Tajani ricorda che dopo la morte di Berlusconi in tanti davano il movimento per spacciato, ora si presenta davanti alla platea dei 1300 delegati con dei sondaggi che fanno sperare addirittura in un sorpasso sulla Lega. Il segretario rimarca l’appartenenza al popolarismo europeo, ripete che non c’è nessuna corsa ai danni degli alleati. “Noi possiamo in questo momento tornare a essere i grandi protagonisti della politica italiana”, sottolinea. Il premier invia un messaggio di sostegno.
“Antonio e la classe dirigente del partito hanno saputo raccogliere l’eredità politica e Forza Italia continua a rappresentare una parte significativa dell’elettorato di centrodestra”, dice Meloni. La delegazione dei meloniani è rappresentata dai capigruppo, Tommaso Foti e Lucio Malan oltre che dal presidente del Senato Ignazio La Russa, più volte nominato dal palco da Tajani.

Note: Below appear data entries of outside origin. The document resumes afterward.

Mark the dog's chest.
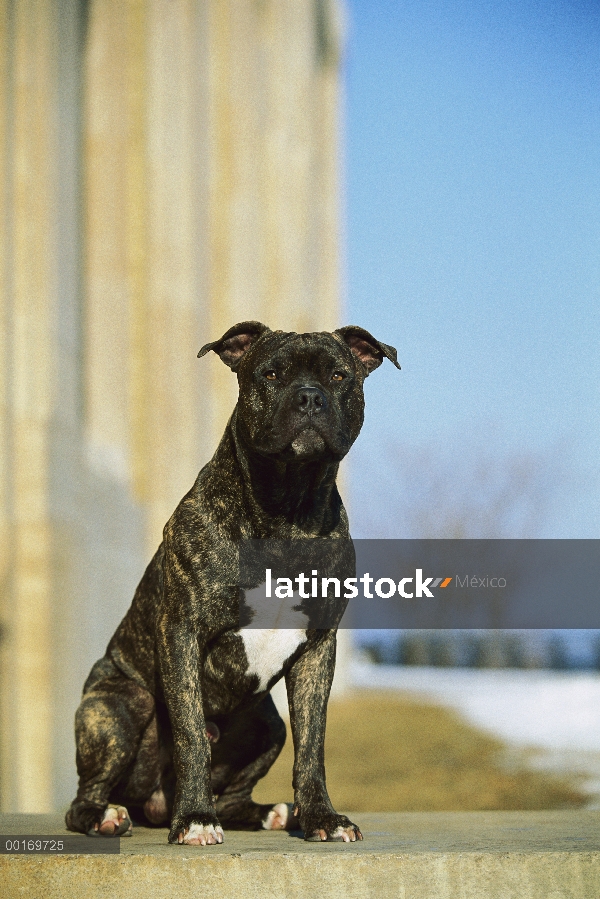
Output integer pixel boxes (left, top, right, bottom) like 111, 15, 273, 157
240, 628, 306, 693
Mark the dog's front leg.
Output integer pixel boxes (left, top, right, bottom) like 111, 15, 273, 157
286, 630, 362, 842
157, 606, 223, 846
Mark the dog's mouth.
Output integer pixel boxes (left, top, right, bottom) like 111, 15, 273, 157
291, 427, 325, 459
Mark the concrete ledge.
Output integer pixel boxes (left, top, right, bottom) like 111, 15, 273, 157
0, 811, 600, 899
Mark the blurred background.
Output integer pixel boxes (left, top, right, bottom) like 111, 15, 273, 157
0, 0, 600, 812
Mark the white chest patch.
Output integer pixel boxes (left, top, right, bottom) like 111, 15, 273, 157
240, 628, 306, 693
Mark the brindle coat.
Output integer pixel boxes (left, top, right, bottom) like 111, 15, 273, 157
66, 322, 399, 845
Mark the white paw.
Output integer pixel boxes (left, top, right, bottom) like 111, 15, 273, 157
263, 802, 293, 830
94, 805, 133, 837
331, 826, 362, 843
178, 824, 223, 846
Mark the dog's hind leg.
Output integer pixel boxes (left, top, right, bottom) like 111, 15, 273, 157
212, 694, 298, 830
65, 658, 155, 836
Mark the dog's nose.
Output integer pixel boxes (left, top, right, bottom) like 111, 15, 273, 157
292, 387, 327, 415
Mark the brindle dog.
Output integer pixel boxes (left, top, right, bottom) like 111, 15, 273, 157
66, 322, 400, 846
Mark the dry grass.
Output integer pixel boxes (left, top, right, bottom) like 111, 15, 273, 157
254, 692, 587, 812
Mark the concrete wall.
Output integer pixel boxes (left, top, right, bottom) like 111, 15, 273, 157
0, 0, 341, 812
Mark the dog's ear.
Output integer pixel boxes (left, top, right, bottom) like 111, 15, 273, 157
333, 325, 400, 375
198, 322, 271, 371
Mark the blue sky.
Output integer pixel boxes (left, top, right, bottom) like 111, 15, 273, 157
345, 0, 600, 537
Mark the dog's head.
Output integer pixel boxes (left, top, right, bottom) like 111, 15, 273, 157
198, 322, 400, 461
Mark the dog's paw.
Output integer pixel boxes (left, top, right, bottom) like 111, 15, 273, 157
88, 805, 133, 837
169, 815, 224, 846
263, 802, 300, 830
302, 814, 363, 843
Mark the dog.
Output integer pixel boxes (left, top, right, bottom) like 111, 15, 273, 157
66, 321, 400, 846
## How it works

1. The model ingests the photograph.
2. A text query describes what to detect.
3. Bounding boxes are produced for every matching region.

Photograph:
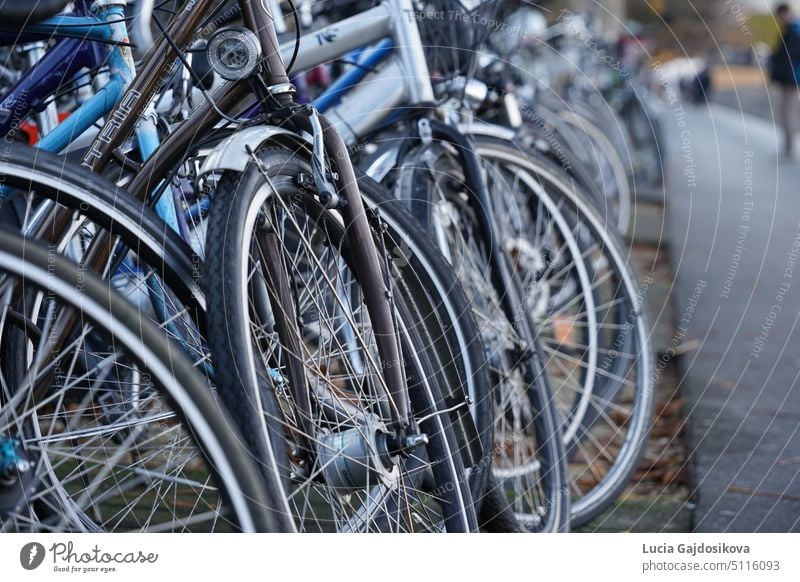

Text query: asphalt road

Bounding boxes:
[665,100,800,532]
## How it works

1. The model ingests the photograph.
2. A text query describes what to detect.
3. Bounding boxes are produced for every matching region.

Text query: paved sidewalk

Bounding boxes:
[665,105,800,532]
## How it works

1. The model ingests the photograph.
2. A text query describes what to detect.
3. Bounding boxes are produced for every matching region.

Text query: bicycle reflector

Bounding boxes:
[206,26,261,81]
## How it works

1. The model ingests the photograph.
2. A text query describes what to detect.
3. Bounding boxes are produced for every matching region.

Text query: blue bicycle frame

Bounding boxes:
[0,0,178,233]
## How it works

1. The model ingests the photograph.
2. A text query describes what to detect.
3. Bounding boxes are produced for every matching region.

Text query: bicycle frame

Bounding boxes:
[0,0,180,232]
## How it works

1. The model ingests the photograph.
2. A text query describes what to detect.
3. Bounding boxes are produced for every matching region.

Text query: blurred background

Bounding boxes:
[546,0,800,532]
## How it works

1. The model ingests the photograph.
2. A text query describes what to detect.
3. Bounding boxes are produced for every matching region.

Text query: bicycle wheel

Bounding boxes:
[0,229,277,532]
[207,148,476,531]
[475,137,654,526]
[386,137,569,531]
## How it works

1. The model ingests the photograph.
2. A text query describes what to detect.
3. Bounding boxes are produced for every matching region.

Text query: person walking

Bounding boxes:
[770,4,800,157]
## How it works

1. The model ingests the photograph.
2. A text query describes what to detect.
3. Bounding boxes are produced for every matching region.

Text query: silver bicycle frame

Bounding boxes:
[281,0,434,143]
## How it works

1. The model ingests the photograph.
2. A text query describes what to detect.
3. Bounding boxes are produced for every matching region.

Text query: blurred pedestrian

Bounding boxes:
[770,4,800,156]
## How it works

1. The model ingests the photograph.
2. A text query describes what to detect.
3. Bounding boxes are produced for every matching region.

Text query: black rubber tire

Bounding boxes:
[390,138,569,532]
[0,228,280,531]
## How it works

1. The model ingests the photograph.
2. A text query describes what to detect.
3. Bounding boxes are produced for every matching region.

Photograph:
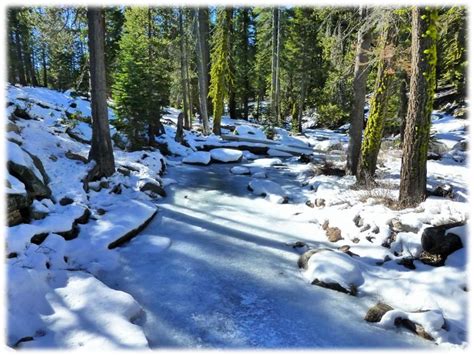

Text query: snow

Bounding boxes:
[304,250,364,291]
[8,266,147,349]
[230,166,250,175]
[249,179,287,204]
[235,125,267,140]
[6,86,470,350]
[7,173,26,195]
[210,148,242,163]
[183,151,211,165]
[7,141,43,182]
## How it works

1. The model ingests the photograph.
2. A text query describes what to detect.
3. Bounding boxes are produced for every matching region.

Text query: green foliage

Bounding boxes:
[209,8,233,134]
[112,7,170,148]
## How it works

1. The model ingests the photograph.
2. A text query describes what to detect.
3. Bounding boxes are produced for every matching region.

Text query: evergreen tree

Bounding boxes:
[87,8,115,180]
[357,10,395,184]
[112,7,171,148]
[209,8,233,135]
[399,7,438,207]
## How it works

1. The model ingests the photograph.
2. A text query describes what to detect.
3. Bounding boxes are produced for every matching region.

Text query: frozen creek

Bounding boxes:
[101,159,434,348]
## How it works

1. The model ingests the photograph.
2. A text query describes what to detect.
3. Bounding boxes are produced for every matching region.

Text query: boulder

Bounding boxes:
[59,197,74,206]
[453,140,468,152]
[7,142,51,198]
[64,151,88,164]
[429,183,453,198]
[420,223,464,266]
[139,181,166,197]
[210,148,243,163]
[364,303,393,323]
[326,227,343,242]
[428,140,449,155]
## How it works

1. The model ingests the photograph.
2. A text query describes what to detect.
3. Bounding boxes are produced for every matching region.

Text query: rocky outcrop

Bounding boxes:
[420,223,463,267]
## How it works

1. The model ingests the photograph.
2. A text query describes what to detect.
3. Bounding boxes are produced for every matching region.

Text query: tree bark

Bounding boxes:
[87,7,115,178]
[178,8,189,130]
[399,7,437,207]
[346,8,372,175]
[270,6,280,124]
[356,22,395,185]
[195,9,209,135]
[398,70,408,147]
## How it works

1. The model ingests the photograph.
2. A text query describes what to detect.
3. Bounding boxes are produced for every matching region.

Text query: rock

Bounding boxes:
[305,200,314,208]
[54,223,79,241]
[429,183,453,198]
[7,194,32,226]
[420,223,463,266]
[326,227,343,242]
[74,208,91,225]
[364,303,393,323]
[140,181,166,197]
[66,127,91,145]
[321,220,329,230]
[352,214,363,227]
[397,258,416,270]
[30,232,49,245]
[210,148,243,163]
[117,167,130,177]
[13,106,33,120]
[7,120,21,135]
[298,248,331,270]
[183,151,211,166]
[7,145,51,199]
[314,198,326,208]
[389,218,419,234]
[453,140,468,152]
[285,241,308,248]
[428,140,449,155]
[298,153,311,163]
[110,183,122,194]
[426,152,441,161]
[59,197,74,206]
[64,151,88,164]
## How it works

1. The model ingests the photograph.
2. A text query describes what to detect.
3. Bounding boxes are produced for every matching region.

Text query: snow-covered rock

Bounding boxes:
[230,166,250,175]
[183,151,211,166]
[248,179,288,204]
[210,148,242,163]
[303,250,364,292]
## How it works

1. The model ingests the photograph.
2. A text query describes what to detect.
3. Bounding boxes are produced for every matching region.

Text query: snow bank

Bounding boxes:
[210,148,242,163]
[230,166,250,175]
[248,179,288,204]
[183,151,211,166]
[8,266,148,349]
[303,250,364,291]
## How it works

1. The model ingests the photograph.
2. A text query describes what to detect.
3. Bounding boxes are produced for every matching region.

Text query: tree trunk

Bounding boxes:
[229,90,237,119]
[346,8,372,175]
[270,6,279,123]
[178,8,189,130]
[87,8,115,178]
[398,70,408,147]
[195,9,209,135]
[15,30,26,85]
[41,44,48,88]
[399,7,437,207]
[174,112,184,143]
[357,19,394,185]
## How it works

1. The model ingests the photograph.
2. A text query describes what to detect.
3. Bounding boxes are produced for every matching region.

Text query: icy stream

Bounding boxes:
[103,160,432,348]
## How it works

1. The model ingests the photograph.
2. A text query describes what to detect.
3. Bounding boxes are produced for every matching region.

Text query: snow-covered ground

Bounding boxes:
[6,87,469,349]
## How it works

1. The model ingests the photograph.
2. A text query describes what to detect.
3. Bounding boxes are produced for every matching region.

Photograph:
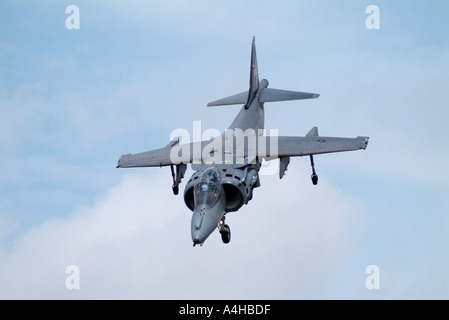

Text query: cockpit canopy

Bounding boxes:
[194,168,221,207]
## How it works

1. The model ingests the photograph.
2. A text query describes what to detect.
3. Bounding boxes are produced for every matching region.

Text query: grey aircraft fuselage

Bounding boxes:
[117,38,369,246]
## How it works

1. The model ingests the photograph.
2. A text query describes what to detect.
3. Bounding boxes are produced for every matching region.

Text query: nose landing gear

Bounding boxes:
[218,217,231,244]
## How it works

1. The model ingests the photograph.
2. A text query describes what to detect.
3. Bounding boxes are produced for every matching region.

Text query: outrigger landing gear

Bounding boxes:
[310,155,318,186]
[170,164,187,195]
[218,216,231,243]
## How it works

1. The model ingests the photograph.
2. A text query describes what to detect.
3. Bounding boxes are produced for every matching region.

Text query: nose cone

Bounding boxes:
[191,205,223,246]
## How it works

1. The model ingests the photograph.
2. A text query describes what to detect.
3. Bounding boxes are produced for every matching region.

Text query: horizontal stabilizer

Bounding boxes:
[259,88,320,102]
[207,91,248,107]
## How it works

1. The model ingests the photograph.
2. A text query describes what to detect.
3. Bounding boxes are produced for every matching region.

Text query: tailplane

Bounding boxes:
[207,37,320,109]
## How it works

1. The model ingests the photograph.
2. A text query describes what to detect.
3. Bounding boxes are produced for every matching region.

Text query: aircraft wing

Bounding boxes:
[117,139,217,168]
[277,136,369,158]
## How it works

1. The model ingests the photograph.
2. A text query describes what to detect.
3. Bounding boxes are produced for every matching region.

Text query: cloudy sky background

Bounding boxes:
[0,1,449,299]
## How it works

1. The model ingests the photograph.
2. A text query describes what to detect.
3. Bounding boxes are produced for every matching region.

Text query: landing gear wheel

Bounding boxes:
[220,224,231,243]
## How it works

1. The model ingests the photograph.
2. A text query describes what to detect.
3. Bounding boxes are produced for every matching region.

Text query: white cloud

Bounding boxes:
[0,168,363,299]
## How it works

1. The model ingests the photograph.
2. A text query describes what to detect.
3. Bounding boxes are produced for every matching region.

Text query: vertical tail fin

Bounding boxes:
[245,37,259,109]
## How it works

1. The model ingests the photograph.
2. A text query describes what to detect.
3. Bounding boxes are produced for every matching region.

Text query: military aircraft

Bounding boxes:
[117,38,369,246]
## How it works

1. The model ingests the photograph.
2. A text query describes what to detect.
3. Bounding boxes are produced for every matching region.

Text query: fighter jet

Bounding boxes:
[117,38,369,246]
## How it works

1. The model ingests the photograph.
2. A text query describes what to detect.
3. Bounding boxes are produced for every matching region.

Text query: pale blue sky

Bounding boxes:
[0,1,449,299]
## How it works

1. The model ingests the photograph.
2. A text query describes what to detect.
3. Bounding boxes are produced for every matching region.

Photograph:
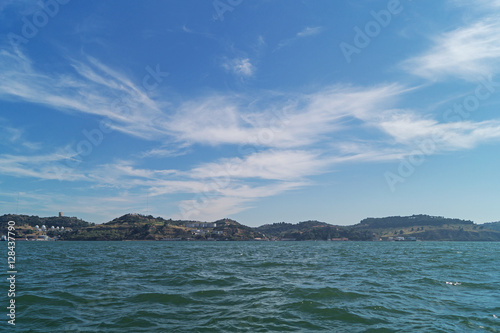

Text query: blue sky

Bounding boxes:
[0,0,500,226]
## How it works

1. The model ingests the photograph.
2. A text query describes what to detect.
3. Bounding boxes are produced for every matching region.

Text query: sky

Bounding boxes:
[0,0,500,226]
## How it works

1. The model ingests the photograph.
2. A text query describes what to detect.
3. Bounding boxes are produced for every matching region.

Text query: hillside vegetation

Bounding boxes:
[0,214,500,241]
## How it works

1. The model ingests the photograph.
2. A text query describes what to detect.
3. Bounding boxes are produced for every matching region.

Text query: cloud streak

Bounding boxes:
[402,18,500,81]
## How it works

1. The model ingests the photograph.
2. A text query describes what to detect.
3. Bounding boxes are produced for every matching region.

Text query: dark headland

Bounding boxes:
[0,214,500,241]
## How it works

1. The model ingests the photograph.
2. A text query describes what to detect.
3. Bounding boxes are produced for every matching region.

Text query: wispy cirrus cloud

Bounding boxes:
[222,58,256,77]
[0,49,167,139]
[273,27,323,52]
[402,18,500,81]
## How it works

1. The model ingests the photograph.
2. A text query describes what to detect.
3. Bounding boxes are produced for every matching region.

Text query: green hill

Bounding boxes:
[0,214,500,241]
[354,215,500,241]
[481,222,500,231]
[255,221,373,240]
[61,214,261,240]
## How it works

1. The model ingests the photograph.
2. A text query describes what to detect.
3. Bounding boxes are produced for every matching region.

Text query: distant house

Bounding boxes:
[185,222,217,228]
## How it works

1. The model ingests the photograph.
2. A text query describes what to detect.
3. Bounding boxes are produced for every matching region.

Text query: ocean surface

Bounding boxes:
[7,242,500,333]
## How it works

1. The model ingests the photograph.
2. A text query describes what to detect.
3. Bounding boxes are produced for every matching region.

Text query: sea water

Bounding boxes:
[9,241,500,333]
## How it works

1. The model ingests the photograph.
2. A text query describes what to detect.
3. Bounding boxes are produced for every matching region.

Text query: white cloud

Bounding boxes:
[190,150,327,180]
[297,27,323,38]
[222,58,256,77]
[0,49,168,139]
[273,27,323,52]
[402,18,500,81]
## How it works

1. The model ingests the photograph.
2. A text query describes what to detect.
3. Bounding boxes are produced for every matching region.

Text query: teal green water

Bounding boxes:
[7,242,500,332]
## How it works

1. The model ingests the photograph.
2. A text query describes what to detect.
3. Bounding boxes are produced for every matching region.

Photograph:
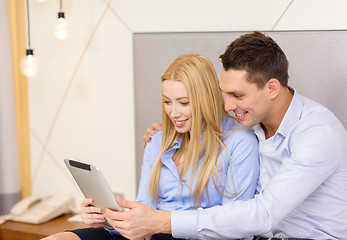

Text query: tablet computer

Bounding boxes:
[64,159,123,211]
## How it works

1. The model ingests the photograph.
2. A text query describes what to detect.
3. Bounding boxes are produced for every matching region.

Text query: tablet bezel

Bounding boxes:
[64,159,123,212]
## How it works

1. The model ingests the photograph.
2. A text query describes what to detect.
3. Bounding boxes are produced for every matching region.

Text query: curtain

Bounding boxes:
[0,0,21,215]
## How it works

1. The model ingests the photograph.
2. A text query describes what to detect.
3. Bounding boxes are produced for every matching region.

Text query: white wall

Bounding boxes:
[29,0,347,210]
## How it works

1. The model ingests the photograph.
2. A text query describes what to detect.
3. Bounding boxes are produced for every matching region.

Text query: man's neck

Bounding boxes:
[260,88,293,139]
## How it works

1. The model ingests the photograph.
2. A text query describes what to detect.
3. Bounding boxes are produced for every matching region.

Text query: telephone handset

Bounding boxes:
[10,194,73,224]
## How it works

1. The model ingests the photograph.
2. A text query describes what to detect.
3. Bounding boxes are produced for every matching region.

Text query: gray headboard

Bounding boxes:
[134,31,347,188]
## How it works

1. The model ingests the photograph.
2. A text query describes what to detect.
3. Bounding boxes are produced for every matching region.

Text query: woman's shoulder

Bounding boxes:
[147,131,163,147]
[222,117,256,140]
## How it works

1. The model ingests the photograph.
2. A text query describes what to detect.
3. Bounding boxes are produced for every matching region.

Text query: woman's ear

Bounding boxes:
[266,78,281,99]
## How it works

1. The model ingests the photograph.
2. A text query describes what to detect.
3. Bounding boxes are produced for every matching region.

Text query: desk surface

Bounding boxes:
[0,214,88,240]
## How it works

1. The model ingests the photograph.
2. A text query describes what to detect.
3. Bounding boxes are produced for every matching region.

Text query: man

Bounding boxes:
[106,32,347,239]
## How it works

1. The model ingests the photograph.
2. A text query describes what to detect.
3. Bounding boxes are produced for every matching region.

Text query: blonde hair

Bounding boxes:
[149,54,237,206]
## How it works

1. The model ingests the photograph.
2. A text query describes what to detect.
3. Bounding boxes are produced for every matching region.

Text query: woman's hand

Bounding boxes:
[143,122,161,147]
[80,198,105,228]
[105,196,171,240]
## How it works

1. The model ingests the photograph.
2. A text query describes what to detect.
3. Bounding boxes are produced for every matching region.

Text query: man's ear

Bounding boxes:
[266,78,281,99]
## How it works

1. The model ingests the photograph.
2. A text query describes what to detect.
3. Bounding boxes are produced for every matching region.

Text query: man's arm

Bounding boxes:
[171,125,342,239]
[105,196,171,240]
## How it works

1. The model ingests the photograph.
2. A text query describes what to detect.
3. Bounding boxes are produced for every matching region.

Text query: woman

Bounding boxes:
[42,54,259,239]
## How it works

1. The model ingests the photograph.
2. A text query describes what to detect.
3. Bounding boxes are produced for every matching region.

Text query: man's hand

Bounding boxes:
[143,122,161,147]
[105,196,171,240]
[80,198,105,227]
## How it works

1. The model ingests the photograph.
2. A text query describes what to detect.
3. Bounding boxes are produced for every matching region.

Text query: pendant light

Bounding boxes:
[19,0,38,77]
[55,0,69,40]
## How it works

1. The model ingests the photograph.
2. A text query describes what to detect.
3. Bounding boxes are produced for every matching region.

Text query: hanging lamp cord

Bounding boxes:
[27,0,31,49]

Sembrerebbe ci sia molta più sintonia con FdI che con la Lega di Salvini. Ma Tajani è un mite molto tosto. La cui tempra era stata sottovalutata finora da molti osservatori. E la partita delle Europee con il proporzionale cercherà di giocarsela tutta per far crescere FI e riportarla a doppia cifra e rendere così omaggio con risultati concreti al suo “Maradona-Silvio che sta lassù sulla nuvoletta e da uomo del fare attende risultati concreti”.
In una cosa intanto colui che già da luglio non apparve un segretario di transizione è riuscito: riunire e riaccendere l’entusiasmo e le speranze azzurre. Giudicato a volte un po’ troppo algido, Tajani sa toccare le corde più profonde di tutto il partito, fa tornare in campo azzurri di peso della prima ora come Claudio Scajola che lo applaude in platea. Scalda i cuori di coloro che vennero erroneamente indicati come suoi oppositori interni al congresso come Giorgio Mulè e Licia Ronzulli. E, invece, ora i due vicepresidenti di Camera e Senato sono li con lui a cantare commossi “E Forza Italia”. “Il gollismo sopravvisse a De Gaulle, e cosi sarà per il berlusconismo”, aveva previsto subito Maurizio Gasparri, capogruppo al Senato, che osserva: “Abbiamo dimostrato che la classe dirigente di FI c’ è”.
Tajani ringrazia Francesco Battistoni, capo dell’organizzazione, per gli oltre 100 congressi preparatori. Omaggia Rita Dalla Chiesa e Caterina Chinnici, esponenti di FI, figlie dei due eroi anti-mafia. Che il segretario azzurro, anche vicepremier e titolare della Farnesina, sia tutt’altro che un leader di transizione lo dimostra anche la nettezza con la quale taglia i ponti con Putin: “Non è più quello di Pratica di Mare, la morte in carcere di Navalny ci riporta ai metodi più spietati dell’Unione Sovietica”.